Thursday, November 13, 2014

How to get out

Gunnar has a unique life where he exceeds at multiple things and can choose between them to figure out what he really wants to do. He has amazing basketball skills and is a famous poet by the time he is in college. This situation is very peculiar as it gives Gunnar the ability to abandon either of these when he wants to or is not enjoying it, and pursue the other. This is not the case for most people with some talent. Usually people are only really good at one thing, and especially if they are poor they have to pursue that to have a chance to get out of the cycle of poverty. Its Gunnar's talent at both that allows him to not really care much about basketball and allows him to pursue poetry as well.
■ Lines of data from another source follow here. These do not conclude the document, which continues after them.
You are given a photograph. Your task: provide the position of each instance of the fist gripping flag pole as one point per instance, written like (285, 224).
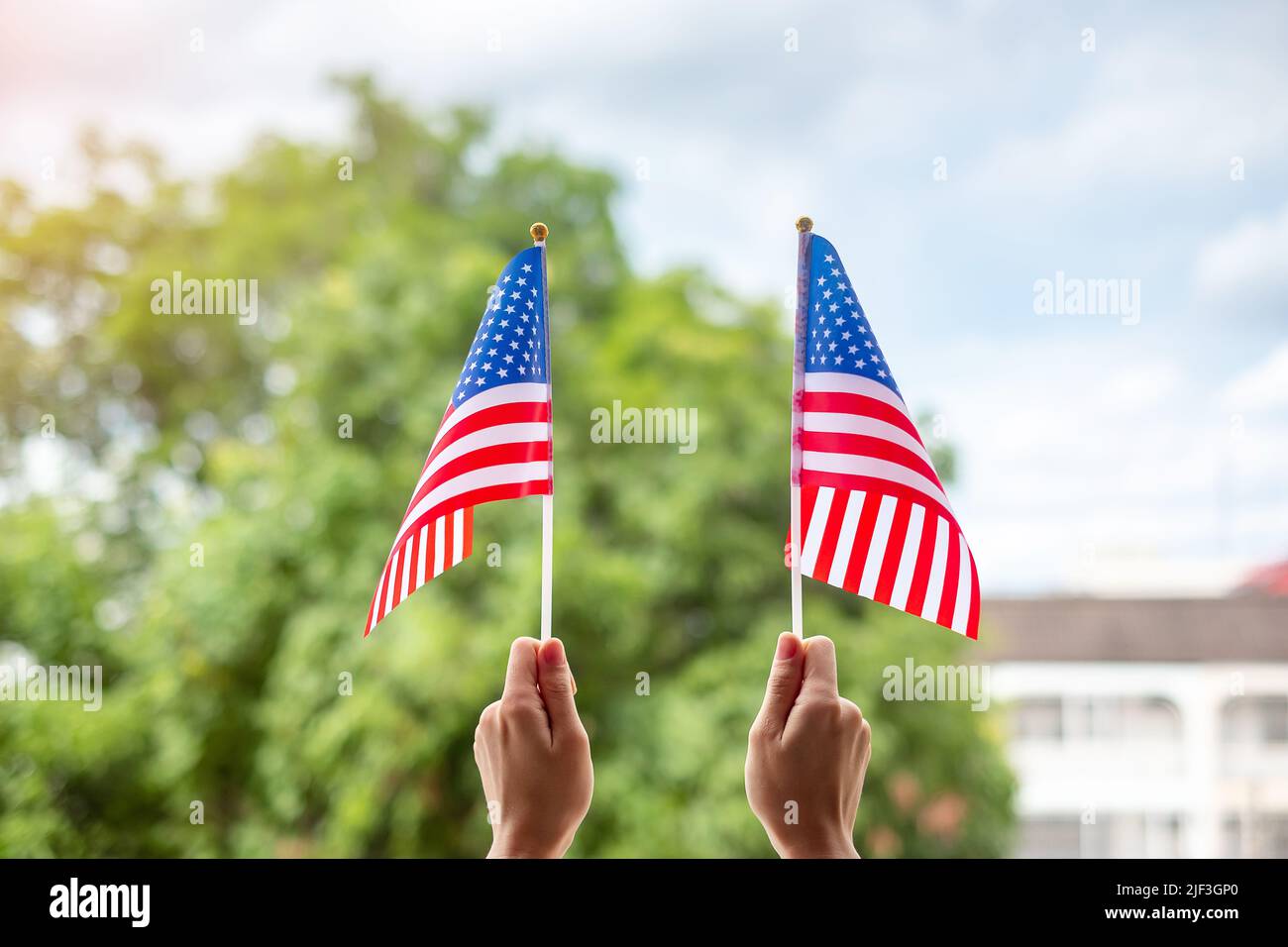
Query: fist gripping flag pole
(493, 442)
(868, 512)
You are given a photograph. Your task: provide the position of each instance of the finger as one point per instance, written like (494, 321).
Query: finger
(785, 682)
(557, 686)
(520, 676)
(819, 667)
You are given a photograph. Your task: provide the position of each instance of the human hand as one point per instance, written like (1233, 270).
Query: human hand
(807, 754)
(533, 755)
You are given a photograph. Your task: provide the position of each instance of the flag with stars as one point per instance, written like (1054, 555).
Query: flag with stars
(493, 442)
(875, 517)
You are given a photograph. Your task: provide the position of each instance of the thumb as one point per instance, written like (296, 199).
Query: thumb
(785, 682)
(557, 686)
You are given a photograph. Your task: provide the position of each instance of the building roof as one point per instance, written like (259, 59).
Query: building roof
(1270, 579)
(1241, 628)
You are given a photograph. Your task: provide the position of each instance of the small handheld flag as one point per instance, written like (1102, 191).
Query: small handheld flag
(868, 512)
(493, 442)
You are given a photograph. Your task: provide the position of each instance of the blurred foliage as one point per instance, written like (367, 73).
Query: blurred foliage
(223, 660)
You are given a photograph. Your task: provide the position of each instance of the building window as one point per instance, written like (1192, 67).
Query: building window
(1102, 719)
(1038, 719)
(1051, 836)
(1254, 720)
(1111, 835)
(1254, 836)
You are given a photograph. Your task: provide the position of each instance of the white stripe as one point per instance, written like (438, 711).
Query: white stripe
(518, 433)
(421, 554)
(406, 570)
(501, 394)
(909, 560)
(851, 384)
(814, 531)
(494, 475)
(836, 423)
(380, 600)
(439, 526)
(854, 466)
(876, 552)
(389, 589)
(845, 540)
(935, 583)
(961, 608)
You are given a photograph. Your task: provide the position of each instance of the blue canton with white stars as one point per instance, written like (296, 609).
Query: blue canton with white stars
(510, 344)
(837, 337)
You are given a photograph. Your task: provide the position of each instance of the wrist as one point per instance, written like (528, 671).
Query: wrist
(833, 845)
(507, 851)
(527, 847)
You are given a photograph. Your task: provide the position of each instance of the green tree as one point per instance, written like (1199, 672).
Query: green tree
(202, 525)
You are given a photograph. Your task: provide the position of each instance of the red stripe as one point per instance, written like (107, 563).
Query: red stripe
(864, 446)
(925, 554)
(831, 534)
(400, 554)
(372, 612)
(807, 496)
(514, 412)
(476, 497)
(902, 491)
(862, 540)
(382, 589)
(449, 561)
(894, 551)
(952, 575)
(518, 453)
(845, 403)
(415, 554)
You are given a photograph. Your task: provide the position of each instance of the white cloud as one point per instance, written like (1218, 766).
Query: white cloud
(1247, 263)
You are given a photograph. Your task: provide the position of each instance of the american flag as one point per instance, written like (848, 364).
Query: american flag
(493, 442)
(875, 517)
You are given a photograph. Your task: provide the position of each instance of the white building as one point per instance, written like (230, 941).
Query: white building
(1145, 728)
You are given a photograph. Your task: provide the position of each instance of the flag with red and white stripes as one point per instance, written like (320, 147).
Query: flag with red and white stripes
(875, 517)
(493, 442)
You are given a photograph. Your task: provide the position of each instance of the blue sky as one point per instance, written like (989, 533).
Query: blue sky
(1095, 455)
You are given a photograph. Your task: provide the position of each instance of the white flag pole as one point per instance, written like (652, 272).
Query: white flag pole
(540, 232)
(804, 226)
This situation gives us an interesting dynamic where Gunnar doesn't need to focus solely basketball, and where he doesn't really enjoy it even though he is good because he doesn't need to force himself into liking basketball. Although Gunnar's character is defined by his basketball talent, he doesn't actually buy into the sport that much. The fact that he feels like he is performing shows this to a great extent. Gunnar knows he is just being used for entertainment, and so he plays along with that aspect, but Gunnar never really wants to play basketball for others.
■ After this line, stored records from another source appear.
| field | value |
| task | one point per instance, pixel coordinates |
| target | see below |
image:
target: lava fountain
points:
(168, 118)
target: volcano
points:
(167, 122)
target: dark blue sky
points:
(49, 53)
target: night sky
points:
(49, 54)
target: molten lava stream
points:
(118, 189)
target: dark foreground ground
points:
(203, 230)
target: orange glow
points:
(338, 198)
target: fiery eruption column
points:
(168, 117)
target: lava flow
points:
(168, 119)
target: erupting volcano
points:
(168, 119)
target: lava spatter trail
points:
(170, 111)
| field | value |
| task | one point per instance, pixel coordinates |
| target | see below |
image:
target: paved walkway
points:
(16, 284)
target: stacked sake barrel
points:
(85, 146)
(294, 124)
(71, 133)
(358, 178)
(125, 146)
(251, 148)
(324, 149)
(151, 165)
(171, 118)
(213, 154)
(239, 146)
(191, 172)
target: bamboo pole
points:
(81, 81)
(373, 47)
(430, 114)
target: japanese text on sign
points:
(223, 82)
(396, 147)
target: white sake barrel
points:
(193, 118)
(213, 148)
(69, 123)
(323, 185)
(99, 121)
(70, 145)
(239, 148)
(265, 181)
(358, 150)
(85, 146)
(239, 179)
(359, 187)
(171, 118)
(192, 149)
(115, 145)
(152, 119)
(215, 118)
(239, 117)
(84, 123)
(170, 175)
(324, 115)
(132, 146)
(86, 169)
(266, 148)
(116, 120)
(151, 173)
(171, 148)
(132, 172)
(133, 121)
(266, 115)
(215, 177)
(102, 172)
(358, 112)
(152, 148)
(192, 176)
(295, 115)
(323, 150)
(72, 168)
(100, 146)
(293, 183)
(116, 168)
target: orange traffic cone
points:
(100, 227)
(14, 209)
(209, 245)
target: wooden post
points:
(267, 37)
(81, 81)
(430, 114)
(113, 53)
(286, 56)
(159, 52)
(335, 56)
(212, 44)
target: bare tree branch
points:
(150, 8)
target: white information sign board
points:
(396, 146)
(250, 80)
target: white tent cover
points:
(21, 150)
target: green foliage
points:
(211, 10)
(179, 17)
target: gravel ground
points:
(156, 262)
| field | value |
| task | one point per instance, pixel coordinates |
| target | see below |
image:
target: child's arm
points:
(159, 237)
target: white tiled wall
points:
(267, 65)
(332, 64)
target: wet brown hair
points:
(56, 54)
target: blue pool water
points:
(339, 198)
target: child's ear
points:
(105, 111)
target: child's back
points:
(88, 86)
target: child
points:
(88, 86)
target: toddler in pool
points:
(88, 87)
This is opposed in his poetry as he write only for himself for the most part. Gunnar is able to express his true thoughts about issues that he thinks are relevant and he doesn't really need to worry about a public image or audience.

Overall, if Gunnar only had talent for basketball, he probably would have needed to care more about his public appearance as basketball would have been able to give him a good life. If Gunnar was only good at poetry a similar dynamic may have existed, but the fact that he is good at both allows him to express his true self.

1 comment:

  1. I think it is interesting that Gunnar is publishing his own book by the end of the novel. Its the book he mentioned both in the prologue and the BU class scene, Watermelanin, and it will be filled with poetry for everyone to see. Poetry is something that he eenjoys on his own just for the sake of writing it, as you mentioned. However, since his work is becoming available to the public there is a parallel bring drawn between the art of poetry and pleasure of basketball. Basketball was something Gunnar used to enjoy as well, but the performance aspect took that away. And Gunnar's book points to the same thing happening for poetry.